In this section, the generic method is applied to a pair of French medical and ecological databases.

1.
The medical database is the PMSI. Collection of these data has been approved by the French National Data Protection Commission (Commission Nationale de l’Informatique et des Libertés; authorization 1754053). The database is compiled and released by France’s Technical Agency for Information on Hospitalization (Agence Technique de l’Information sur l’Hospitalisation, ATIH).
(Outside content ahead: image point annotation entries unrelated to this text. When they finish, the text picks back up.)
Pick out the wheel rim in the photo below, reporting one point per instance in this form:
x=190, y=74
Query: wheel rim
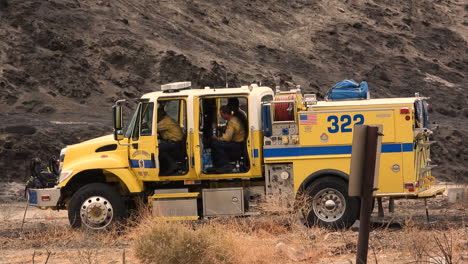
x=329, y=205
x=96, y=212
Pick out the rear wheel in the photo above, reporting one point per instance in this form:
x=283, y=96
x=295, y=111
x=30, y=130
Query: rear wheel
x=329, y=204
x=96, y=206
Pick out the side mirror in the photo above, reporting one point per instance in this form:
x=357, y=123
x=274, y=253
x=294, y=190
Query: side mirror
x=118, y=121
x=266, y=118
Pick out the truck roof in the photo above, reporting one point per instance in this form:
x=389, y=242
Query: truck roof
x=209, y=91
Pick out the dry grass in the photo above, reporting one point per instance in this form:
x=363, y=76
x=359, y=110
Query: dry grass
x=274, y=237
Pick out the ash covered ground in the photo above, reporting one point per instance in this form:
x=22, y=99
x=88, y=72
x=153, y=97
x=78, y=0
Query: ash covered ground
x=64, y=62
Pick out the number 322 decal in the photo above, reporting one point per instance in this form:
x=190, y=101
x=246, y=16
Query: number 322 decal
x=344, y=123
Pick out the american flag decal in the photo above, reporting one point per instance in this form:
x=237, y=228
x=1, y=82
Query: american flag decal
x=308, y=119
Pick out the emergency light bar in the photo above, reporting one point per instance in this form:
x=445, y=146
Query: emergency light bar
x=175, y=86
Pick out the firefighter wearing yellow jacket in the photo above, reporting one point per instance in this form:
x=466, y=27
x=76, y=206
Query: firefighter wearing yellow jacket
x=231, y=141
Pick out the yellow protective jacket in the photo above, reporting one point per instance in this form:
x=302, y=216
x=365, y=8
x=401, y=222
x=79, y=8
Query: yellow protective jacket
x=235, y=131
x=168, y=129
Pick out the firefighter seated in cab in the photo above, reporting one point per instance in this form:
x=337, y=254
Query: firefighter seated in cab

The database contains a summary of each inpatient stay in France, including the ICD-10 diagnostic code, the medical procedures performed (coded according to the French CCAM classification) and the patient’s age, gender, and unique identifier. Each patient is localized by his/her place of residence, which is only characterized by the PMSI spatial ID (Spatial_Id_PMSI) in the spatial unit SU_PMSI. There were 5644 distinct SU_PMSIs in France in 2014, which were characterized by a mean surface area of 97.37 km² and a mean population of 11,174.
2.
The ecological database was produced by the INSEE [41]. The INSEE acts as France’s census office, and collects a vast range of demographic, social, economic and housing-related data. Most of the data are publicly available on the INSEE website. The data are summarized for various spatial units: the commune, the canton, the département and the région (in increasing hierarchical order; see Additional File 2 for details). Most frequently, the data are summarized on the scale of the commune (SU_INSEE), which is characterized by the spatial ID Spatial_Id_INSEE. In 2014, there were 36,594 communes (SU_INSEE) in France.
3.
The spatial units SU_PMSI and SU_INSEE differ, as do the IDs Spatial_Id_PMSI and Spatial_Id_INSEE.

The goal of our method is to create a mapping table for the IDs Spatial_Id_PMSI and Spatial_Id_INSEE, in order to build a final database that includes both medical data from the PMSI and ecological data from the INSEE. The PMSI medical database provides information on each hospital stay for each patient, which are aggregated for each Spatial_Id_PMSI spatial unit. In this illustrative example, the healthcare event of interest is an in-hospital birth. This event was detected by screening for (1) hospital admissions from home, (2) a patient age of 7 days or less, (3) admissions from another hospital with a bodyweight below 2500 g, and (iv) admissions from another hospital, with a patient age below 30 days.